La mode Maupassant se poursuit. Après deux saisons de belle facture, France 2 diffuse le téléfilm d’Elisabeth Rappeneau d’après la nouvelle La Maison Tellier. Odile Tellier, propriétaire d’une maison close, est invitée à la première communion de sa nièce et filleule à la campagne. Comme ses “employées” sont indisciplinées, elle décide de les emmener avec elle. Officiellement, elles seront vendeuses. Le frère de madame Tellier, qui est le seul à connaître l’activité de sa sœur, enrage…
Triste condition féminine
Il y a bien des thèmes à mettre en lumière dans cette histoire qui commence et finit dans la gaité, malgré des scènes douloureuses.

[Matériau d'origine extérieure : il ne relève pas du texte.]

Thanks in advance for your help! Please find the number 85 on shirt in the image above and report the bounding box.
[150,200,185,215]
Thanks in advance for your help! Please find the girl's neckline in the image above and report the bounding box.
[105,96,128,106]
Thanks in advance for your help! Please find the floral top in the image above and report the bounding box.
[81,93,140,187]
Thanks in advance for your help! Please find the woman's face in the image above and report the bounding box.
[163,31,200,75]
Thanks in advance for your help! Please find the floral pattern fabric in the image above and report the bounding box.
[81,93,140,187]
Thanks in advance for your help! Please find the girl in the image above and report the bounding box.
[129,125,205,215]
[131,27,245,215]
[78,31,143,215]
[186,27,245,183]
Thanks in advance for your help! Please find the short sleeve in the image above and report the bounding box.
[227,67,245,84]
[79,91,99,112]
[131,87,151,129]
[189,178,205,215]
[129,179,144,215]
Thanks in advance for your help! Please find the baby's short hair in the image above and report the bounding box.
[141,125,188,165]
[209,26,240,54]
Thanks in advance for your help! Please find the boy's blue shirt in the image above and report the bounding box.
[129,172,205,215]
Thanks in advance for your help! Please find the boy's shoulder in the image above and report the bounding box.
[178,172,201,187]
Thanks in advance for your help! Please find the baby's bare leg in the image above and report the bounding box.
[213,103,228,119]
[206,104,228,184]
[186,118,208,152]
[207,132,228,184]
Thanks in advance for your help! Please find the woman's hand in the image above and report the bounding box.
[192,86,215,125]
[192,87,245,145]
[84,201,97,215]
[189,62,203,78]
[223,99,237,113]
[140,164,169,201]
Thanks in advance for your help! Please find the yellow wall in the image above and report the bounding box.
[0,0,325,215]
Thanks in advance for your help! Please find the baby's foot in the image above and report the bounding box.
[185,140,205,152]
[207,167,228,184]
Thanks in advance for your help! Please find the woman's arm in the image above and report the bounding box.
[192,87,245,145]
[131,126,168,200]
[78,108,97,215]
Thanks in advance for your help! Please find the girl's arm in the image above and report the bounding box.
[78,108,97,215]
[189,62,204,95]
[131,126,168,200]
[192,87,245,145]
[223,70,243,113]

L’atmosphère des maisons closes, les espoirs de ses pensionnaires, la méfiance ville-province, la peur de manquer d’argent... Avec son bagout, Catherine Jacob campe une Odile Tellier qu’on croirait sortie des pages du livre. “Ses” filles, trop jolies pour être crédibles, laissent voir leur détresse sous leur espièglerie. Pour elles, c’est le bordel ou la rue...
Maupassant, grand coureur de jupons, était aussi défenseur de la condition féminine, condamnée à la soumission. Malgré quelques longueurs et des mouvements de caméra brusques, le téléfilm délivre son cruel message.